Inside were dried herbs, long faded. A brooch shaped like a crescent moon. A few pressed flowers—now brittle, ghost-pale.
And a folded letter.
> "To Lyrian," it read in that soft, warm handwriting.
He felt the weight of centuries return all at once.
> "I couldn't say goodbye properly," the letter began. "I knew you'd never forgive me for going ahead without you. But I don't regret it. We were meant to stand together at the end. We saved the world together. You held my hand, and I wasn't afraid."
> "But I don't want you to spend forever carrying our silence. So I'm leaving this here, in the place where I first saw you cry for someone else. Remember, you were always the softest among us. I knew then, you'd grieve for centuries."
> "If you find this… it means you're still walking. Thank you. Keep going."
Lyrian bowed his head.
He hadn't wept since Garron's burial. Before that, it had been nearly nine hundred years—when his master died alone beneath a sky of falling stars.
Now the tears came again. Quietly. Without shame.
Arman stepped back, giving him space.
The evening sun poured through the shattered roof like golden fire. Dust and light danced together in the silence.
---
That night, a funeral was held for the villagers who had died without name or record.
Lyrian stood beside the small pyres. Children lit candles. A woman sang a song with no words—only tones passed down through her mother's breath.
Lyrian added a flower to each pyre. White hollybell, sacred to the ancient elven rites of mourning.
Then he returned to the chapel alone.
He stood in the hollow where the altar once rose.
And spoke aloud, not to the air, but to her.
> "I should've come sooner.

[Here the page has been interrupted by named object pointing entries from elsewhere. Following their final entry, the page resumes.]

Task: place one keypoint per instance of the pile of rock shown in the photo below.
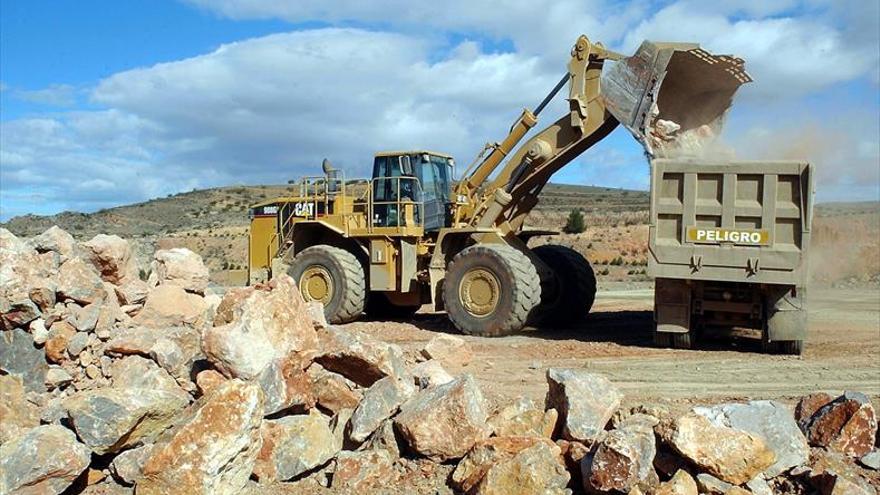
(113, 384)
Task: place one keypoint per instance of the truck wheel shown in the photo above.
(575, 289)
(334, 277)
(490, 290)
(378, 306)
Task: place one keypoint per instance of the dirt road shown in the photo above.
(843, 352)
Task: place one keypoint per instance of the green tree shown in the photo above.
(575, 222)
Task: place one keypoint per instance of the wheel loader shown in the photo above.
(412, 234)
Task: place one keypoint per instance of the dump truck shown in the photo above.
(413, 234)
(728, 244)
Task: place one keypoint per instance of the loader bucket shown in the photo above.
(672, 95)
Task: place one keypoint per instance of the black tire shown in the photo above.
(378, 306)
(348, 296)
(518, 289)
(572, 298)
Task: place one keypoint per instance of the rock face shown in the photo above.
(847, 425)
(360, 359)
(180, 267)
(111, 419)
(732, 455)
(624, 459)
(380, 402)
(444, 422)
(213, 447)
(773, 423)
(512, 465)
(45, 459)
(585, 402)
(294, 445)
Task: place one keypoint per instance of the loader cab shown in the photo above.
(424, 177)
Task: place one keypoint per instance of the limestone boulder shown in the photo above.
(585, 402)
(445, 421)
(43, 460)
(212, 448)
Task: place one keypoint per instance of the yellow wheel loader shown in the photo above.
(412, 235)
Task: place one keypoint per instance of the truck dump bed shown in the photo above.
(731, 221)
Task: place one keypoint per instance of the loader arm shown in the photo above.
(666, 82)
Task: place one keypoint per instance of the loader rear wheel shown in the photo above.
(575, 289)
(333, 277)
(490, 290)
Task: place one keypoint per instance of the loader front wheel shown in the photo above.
(575, 289)
(333, 277)
(490, 290)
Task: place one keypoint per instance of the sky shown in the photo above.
(104, 103)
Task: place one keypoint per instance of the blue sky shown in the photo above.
(106, 102)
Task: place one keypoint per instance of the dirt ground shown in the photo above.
(842, 353)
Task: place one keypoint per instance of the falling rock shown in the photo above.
(445, 421)
(772, 422)
(171, 306)
(43, 460)
(359, 358)
(213, 446)
(380, 402)
(624, 458)
(735, 456)
(112, 256)
(111, 419)
(680, 484)
(449, 350)
(293, 445)
(585, 402)
(19, 357)
(78, 280)
(17, 415)
(523, 419)
(266, 325)
(430, 374)
(848, 425)
(362, 472)
(512, 465)
(180, 267)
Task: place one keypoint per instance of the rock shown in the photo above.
(624, 458)
(17, 415)
(362, 472)
(429, 374)
(180, 267)
(113, 258)
(732, 455)
(213, 446)
(77, 344)
(294, 445)
(585, 402)
(512, 465)
(773, 423)
(449, 350)
(111, 419)
(444, 422)
(266, 325)
(128, 465)
(45, 459)
(380, 402)
(79, 281)
(523, 419)
(57, 377)
(333, 392)
(361, 359)
(171, 306)
(847, 425)
(19, 357)
(681, 484)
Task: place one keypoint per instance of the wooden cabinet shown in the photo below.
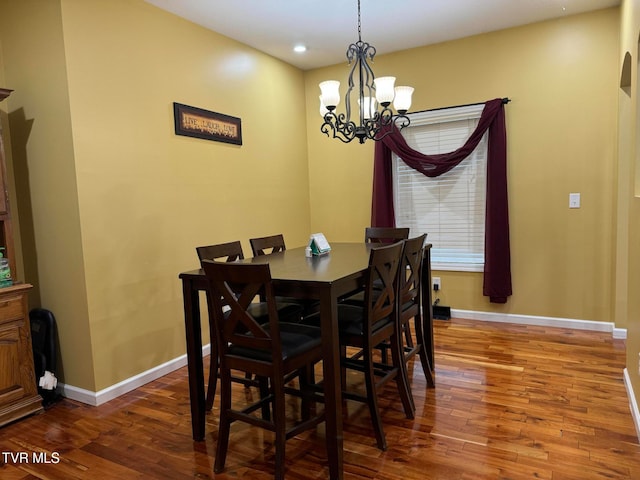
(18, 389)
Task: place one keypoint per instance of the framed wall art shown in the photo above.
(199, 123)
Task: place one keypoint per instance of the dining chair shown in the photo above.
(364, 327)
(410, 305)
(274, 244)
(231, 252)
(266, 245)
(271, 350)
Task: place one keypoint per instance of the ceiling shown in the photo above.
(327, 27)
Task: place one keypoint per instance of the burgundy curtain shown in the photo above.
(497, 266)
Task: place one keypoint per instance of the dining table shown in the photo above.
(326, 278)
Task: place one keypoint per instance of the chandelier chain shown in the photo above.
(359, 24)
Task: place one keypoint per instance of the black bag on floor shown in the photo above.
(43, 341)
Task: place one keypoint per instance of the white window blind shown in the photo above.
(449, 208)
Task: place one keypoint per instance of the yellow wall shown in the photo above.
(561, 125)
(44, 161)
(628, 198)
(144, 197)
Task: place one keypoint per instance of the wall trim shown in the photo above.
(618, 333)
(633, 405)
(98, 398)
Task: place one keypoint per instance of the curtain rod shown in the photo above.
(505, 100)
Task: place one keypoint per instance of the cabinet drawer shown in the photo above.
(10, 309)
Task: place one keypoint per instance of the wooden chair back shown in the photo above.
(385, 234)
(381, 285)
(230, 251)
(237, 285)
(267, 245)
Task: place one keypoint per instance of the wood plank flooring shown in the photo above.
(511, 402)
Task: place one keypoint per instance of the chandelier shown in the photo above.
(372, 92)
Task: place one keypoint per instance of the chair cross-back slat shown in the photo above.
(382, 281)
(236, 286)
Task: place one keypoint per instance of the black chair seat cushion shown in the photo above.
(287, 312)
(349, 320)
(295, 339)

I thought the world would heal without me. But even after all we gave, it still bleeds. And I… I still miss your voice more than anything."
There was no answer.
Only the wind. Only memory.
---
By morning, he was ready.
At the edge of the village, a path twisted westward—toward forests older than empires, toward lands unmapped even in Alwen's old atlases.
Lyrian stood there, his cloak catching the wind, the letter folded neatly in the inner fold of his robe.
"I'm leaving," he told Arman.
The knight approached, holding something: a small wooden carving, unfinished and roughly hewn.
"It's a statue," Arman explained, sheepish. "Of you. Well, what I remember of you. My father used to tell stories. I saw you once, when I was seven. You stood beside the king and didn't say a word. But you looked… eternal."
Lyrian smiled softly. "It's more than enough."
As he turned to go, Arman said, "Where will you go?"
Lyrian paused.
> "To the
place she believed in. A tree that may not exist. To walk the world she died to protect. That is enough."
He took the first step down the path, and did not look back.